Preface: I'm not very experienced in Red Hat, so bear with me if this question is incredibly silly. I've been charged with patching an offline Red Hat 7.9 system we have and am currently in the Errata section of the downloads page for RHEL Server 7.
I pick a security update at the top, for example, RHSA-2023:5622. The general description of the patch is a kernel security fix and bug fix update. Great! Let's patch this kernel. So I click on the 'updated packages' button. I see a SRPM at the top, which to my understanding, is a source code .rpm file used by developers to edit the update to apply to specialized environments?
Either way, I go down to x86_64, and there is a huuuuuge list of different .rpm files, all named different things.
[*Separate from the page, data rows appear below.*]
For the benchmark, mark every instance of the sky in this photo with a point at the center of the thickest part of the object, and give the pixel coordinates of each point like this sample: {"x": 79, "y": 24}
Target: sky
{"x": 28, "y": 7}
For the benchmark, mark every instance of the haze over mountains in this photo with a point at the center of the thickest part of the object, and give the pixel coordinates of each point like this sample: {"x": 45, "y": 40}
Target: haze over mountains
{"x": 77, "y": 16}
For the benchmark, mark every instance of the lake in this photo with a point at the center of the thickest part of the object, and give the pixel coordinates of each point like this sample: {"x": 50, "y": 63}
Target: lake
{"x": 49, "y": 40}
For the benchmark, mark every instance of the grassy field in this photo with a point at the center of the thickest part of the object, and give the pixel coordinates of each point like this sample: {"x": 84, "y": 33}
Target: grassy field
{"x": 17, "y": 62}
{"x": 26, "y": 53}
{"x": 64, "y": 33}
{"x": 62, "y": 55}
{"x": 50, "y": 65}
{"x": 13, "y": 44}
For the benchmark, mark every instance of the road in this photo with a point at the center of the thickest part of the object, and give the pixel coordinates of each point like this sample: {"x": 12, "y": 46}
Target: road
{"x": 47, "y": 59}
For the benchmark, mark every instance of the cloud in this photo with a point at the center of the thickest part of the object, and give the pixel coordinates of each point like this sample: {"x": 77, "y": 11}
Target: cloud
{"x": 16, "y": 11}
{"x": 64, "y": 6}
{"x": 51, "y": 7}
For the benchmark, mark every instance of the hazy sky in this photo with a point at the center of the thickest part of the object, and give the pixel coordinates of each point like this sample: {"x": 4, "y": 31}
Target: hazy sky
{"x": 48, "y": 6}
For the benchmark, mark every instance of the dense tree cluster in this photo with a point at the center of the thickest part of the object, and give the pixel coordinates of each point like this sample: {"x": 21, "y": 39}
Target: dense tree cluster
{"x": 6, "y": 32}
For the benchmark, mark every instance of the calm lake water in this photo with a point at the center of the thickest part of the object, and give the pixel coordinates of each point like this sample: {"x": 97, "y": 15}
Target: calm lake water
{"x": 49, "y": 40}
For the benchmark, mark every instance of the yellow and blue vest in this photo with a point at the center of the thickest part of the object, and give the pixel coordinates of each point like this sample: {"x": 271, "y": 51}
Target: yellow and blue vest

Stuff like kernel-abi-whitelist, bpftool, perf, kernel-tools-libs, etc.
Explaining it to me like I'm a toddler who has only ever discovered Red Hat today, how exactly should I navigate these files? I assume many of those .rpm files correlate to a package installed on the system, but running the 'rpm -qa' command outputs a metric ton of installed packages on my system. Do I have to go down the list and correlate each .rpm file to every package present on my system, and download them manually for each?
I tried installing the 'kernel-3.10.0-1160.102.1.el7.x86_64.rpm' file, thinking maybe this was the generic kernel update, but it just errors out and says 'failed dependencies bind-libs(x86_64)...etc'.
The system needing patches will never touch the outside internet, so what is my best option here?